IRISH shares rose for the fourth consecutive day yesterday, amid news that the International Monetary Fund (IMF) would seek to beef up its lending resources combined with progress on averting a disorganised default by Greece.
By the close of trading the ISEQ Overall Index had added 0.28pc, or 8.22 points, to reach 2,952.24.
That was the fourth modest gain in a row by the index, with most major stocks adding value during the session.
The IMF aims to increase its resources to safeguard the global economy after identifying a potential need for $1trn (€780bn) in financing in coming years, a spokesman said in a statement.
Greece is said to be close to a deal with private creditors that would give them cash and securities with a market value of about 32c per euro of government debt.
Smurfit Kappa was the leading major stock mover yesterday, surging up 4.3pc to €5.58. Bank of America upgraded the packaging firm to "buy" yesterday.

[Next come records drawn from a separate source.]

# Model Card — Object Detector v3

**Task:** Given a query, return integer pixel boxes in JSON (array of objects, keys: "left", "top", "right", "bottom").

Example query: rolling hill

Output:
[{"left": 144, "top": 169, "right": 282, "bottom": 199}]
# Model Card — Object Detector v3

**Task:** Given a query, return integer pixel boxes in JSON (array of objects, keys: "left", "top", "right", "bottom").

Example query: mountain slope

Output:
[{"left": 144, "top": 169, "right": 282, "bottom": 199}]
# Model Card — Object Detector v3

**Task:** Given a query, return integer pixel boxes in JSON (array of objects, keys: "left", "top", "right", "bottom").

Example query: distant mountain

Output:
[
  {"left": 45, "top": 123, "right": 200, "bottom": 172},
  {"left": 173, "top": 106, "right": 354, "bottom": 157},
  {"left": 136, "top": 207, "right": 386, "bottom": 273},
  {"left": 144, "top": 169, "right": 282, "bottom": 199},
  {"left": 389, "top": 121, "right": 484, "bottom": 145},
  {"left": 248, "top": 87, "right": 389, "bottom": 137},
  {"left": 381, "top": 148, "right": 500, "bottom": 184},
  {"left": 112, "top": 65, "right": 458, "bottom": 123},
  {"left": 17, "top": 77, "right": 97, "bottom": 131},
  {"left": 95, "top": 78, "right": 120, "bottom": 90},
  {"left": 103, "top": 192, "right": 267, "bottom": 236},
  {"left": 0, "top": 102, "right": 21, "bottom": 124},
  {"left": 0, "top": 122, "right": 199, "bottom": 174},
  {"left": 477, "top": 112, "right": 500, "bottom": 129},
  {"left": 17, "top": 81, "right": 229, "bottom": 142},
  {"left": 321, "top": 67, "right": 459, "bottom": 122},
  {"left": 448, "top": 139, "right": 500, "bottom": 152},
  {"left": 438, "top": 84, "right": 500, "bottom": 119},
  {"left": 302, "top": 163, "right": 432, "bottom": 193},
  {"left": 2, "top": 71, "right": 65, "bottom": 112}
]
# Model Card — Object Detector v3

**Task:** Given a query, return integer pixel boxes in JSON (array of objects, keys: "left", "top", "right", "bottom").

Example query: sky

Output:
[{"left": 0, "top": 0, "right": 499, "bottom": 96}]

CRH had a strong day, adding 1.28pc to close at €15.40 while Grafton Group rose 1.58pc to €2.63.
Despite the broad based gains, there were losses, with Tullow Oil the main laggard on the day. The exploration company slumped 4.86pc after it missed its guidance on production targets for 2011.
Tullow's problems hit the oil and gas sector more generally, with Petroneft (down 2.27pc) and Petroceltic (off 18.18pc) also struggling. Oil fell in New York to under $111 a barrel.

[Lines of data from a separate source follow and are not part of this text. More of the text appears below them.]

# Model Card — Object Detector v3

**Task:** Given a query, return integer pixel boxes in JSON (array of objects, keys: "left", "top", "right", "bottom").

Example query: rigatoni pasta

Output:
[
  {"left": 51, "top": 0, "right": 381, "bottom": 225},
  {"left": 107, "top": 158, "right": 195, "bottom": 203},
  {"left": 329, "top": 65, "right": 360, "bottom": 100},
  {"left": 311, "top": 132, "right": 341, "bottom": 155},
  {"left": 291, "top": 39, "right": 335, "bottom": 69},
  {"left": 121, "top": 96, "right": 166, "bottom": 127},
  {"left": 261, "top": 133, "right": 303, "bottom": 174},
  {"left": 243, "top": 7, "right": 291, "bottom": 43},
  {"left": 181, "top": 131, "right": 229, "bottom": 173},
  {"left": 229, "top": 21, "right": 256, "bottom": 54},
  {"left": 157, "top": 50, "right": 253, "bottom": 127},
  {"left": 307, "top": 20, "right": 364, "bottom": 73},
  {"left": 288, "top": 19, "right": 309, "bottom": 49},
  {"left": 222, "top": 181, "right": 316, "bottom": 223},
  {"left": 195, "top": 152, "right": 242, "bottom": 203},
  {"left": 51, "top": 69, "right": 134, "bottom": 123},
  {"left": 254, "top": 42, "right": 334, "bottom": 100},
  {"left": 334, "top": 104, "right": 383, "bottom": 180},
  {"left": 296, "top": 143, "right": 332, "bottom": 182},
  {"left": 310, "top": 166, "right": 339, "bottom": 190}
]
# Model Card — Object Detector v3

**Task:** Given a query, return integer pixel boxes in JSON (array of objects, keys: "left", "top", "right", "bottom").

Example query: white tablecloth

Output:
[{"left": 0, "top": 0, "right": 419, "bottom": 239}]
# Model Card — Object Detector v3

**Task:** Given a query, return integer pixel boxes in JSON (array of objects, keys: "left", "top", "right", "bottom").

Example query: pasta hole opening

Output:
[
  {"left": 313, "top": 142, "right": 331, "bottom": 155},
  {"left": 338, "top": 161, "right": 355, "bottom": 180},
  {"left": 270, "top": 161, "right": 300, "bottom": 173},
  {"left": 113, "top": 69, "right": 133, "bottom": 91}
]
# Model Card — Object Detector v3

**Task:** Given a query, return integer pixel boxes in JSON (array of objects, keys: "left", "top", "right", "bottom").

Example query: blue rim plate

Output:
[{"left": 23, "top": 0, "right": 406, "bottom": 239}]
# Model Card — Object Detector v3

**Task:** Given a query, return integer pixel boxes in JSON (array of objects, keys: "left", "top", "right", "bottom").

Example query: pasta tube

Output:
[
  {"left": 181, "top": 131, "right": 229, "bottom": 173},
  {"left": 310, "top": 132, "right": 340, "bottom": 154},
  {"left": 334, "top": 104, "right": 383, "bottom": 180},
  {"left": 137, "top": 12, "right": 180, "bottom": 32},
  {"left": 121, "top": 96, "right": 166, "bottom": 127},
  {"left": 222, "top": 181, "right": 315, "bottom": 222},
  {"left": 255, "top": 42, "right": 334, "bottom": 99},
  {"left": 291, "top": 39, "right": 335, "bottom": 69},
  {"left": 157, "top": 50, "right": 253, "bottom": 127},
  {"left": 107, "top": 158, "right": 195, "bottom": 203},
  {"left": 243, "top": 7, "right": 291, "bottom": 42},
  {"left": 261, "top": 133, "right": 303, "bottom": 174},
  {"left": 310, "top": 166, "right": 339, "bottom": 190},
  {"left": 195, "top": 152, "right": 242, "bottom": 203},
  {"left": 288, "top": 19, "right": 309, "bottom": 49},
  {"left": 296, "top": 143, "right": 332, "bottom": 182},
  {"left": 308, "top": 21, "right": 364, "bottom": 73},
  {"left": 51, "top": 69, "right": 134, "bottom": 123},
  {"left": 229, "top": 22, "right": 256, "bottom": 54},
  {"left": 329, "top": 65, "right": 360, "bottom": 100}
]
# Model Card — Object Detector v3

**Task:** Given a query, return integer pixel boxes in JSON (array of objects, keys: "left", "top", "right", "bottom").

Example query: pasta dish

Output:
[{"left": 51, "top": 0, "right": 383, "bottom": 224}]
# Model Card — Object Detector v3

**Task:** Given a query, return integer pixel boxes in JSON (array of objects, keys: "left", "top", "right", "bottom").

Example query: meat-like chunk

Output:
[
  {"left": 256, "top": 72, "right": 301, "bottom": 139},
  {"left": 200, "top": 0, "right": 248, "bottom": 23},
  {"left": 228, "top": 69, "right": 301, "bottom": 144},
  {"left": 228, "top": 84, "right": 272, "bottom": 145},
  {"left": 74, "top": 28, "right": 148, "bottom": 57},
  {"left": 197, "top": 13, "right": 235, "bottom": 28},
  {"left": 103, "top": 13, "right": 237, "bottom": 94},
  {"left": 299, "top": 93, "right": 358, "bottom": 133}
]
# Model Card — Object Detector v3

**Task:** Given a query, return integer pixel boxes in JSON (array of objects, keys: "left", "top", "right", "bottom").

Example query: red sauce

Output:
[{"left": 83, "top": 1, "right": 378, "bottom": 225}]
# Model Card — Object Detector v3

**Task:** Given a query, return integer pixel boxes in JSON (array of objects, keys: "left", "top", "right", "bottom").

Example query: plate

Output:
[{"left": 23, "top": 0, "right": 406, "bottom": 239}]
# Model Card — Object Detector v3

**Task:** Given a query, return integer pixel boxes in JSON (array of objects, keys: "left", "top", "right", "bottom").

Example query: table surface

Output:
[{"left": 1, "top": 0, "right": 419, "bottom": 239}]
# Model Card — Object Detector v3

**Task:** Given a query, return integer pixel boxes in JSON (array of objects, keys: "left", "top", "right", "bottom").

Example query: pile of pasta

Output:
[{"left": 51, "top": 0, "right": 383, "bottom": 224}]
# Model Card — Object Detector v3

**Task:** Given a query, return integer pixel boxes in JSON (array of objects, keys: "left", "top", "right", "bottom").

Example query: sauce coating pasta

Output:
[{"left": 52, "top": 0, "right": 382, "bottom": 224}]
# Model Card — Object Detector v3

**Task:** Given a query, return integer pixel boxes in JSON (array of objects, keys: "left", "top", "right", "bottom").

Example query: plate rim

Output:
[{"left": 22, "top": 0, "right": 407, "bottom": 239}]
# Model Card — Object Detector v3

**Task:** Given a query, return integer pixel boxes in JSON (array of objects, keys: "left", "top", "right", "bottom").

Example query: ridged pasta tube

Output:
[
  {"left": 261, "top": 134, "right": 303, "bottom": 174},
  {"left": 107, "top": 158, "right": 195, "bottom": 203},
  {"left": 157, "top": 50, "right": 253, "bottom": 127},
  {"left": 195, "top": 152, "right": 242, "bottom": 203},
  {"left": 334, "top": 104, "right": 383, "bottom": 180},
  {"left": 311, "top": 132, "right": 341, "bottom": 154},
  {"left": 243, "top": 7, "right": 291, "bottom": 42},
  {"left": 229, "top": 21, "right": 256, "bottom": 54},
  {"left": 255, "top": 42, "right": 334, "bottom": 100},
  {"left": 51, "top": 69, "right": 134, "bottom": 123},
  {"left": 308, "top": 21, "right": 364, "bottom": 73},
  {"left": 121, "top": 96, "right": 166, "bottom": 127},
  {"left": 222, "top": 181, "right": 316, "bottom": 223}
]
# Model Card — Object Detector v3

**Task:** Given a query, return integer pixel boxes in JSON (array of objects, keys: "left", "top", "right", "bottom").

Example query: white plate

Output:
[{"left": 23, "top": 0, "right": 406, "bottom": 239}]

Elsewhere, national benchmark indices climbed in 12 of the 18 western European markets. The UK's FTSE 100 Index rose 0.2pc, Germany's DAX Index advanced 0.3pc and France's CAC 40 Index slipped 0.2pc. The Stoxx Europe 600 was little changed.
The market "couldn't make its mind up as to whether it should test the year's highs or head lower," said Angus Campbell, head of sales at Capital Spreads. "The only news flow that caused a bit of excitement earlier was when the IMF announced it wanted to boost its coffers. Unfortunately for the bulls, the resultant rally was very short lived."
Man Group jumped 6.8pc, rebounding from yesterday's 2.9pc retreat. The world's largest publicly traded hedge fund announced plans to reduce costs by $75m after assets under management fell 9.5pc in the fourth quarter.
Funds declined to $58.4bn at the end of December from $64.5bn three months earlier. That met the estimate of some analysts.
"Today's leaderboard is filled with rebound stocks," said Will Hedden, a sales trader at IG Index in London.
"Hedge fund Man Group, who had a torrid autumn, has rallied. Essar Energy have regained 8pc after being obliterated yesterday by the sales-tax decision in India."